The end of mask requirements across states and businesses in the US was met with such relief and joy that to reinstitute another mandate would likely end with political suicide. Biden's administration is aware of this peril, so even if they supported the premise behind mandates (which they've suggested in the past that they do not), they would be very unlikely to take that step.

However, COVID remains a problem. But unlike early 2020 and leading into the middle of 2021, it's no longer a sweepingly deadly problem. While pediatric hospitalizations remain disturbingly high and people are falling ill at a higher rate than they were last year, a combination of natural resistance among the population and an effective vaccination and booster system has turned a wave of deadliness into something to keep an eye on but not fear.

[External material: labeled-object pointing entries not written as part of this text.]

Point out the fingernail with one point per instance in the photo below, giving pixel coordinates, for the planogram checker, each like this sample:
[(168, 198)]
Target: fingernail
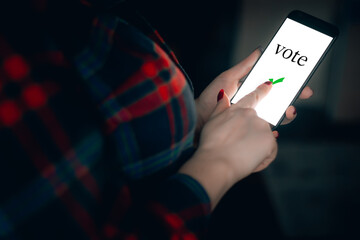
[(260, 49), (221, 94)]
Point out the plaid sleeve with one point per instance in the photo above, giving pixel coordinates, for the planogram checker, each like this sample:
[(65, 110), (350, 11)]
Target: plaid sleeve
[(90, 142), (152, 108)]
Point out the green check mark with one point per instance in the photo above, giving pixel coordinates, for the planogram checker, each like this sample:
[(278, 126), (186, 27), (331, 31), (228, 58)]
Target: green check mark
[(276, 81)]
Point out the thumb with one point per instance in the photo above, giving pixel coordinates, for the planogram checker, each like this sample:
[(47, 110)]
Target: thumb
[(222, 104)]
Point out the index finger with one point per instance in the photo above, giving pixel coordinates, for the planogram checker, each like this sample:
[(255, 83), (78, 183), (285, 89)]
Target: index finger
[(253, 98)]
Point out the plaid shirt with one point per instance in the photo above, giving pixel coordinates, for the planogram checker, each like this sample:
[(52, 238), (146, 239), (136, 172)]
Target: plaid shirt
[(95, 118)]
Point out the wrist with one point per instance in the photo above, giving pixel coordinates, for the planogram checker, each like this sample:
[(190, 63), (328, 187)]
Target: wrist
[(212, 173)]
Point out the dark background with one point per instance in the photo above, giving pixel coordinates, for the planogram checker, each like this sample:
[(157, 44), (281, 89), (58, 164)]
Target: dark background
[(312, 190)]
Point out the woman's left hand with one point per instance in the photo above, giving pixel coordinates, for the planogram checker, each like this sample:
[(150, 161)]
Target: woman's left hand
[(230, 82)]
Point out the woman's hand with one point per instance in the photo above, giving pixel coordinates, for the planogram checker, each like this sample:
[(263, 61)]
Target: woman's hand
[(234, 143), (229, 81)]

The CDC still recommends wearing masks in these circumstances:

  • In communities where COVID is present but at background (low) levels: People may choose to mask at any time. Masks are recommended in indoor public transportation settings and may be required in other places by local or state authorities.
  • In communities where COVID spread is medium or high: If you are at high risk for getting very sick, wear a high-quality mask or respirator. If you have household or social contact with someone at high risk getting very sick, consider self-testing to detect infection before contact and consider wearing a mask when indoors with them.
  • In communities where COVID spread is high: Wear a high-quality mask or respirator. If you are high risk for getting very sick, consider avoiding non-essential indoor activities in public where you could be exposed.

Combined strategic use of masks in limited situations along with up-to-date vaccination and booster standards give each community its best chance to keep COVID at a reasonably low level.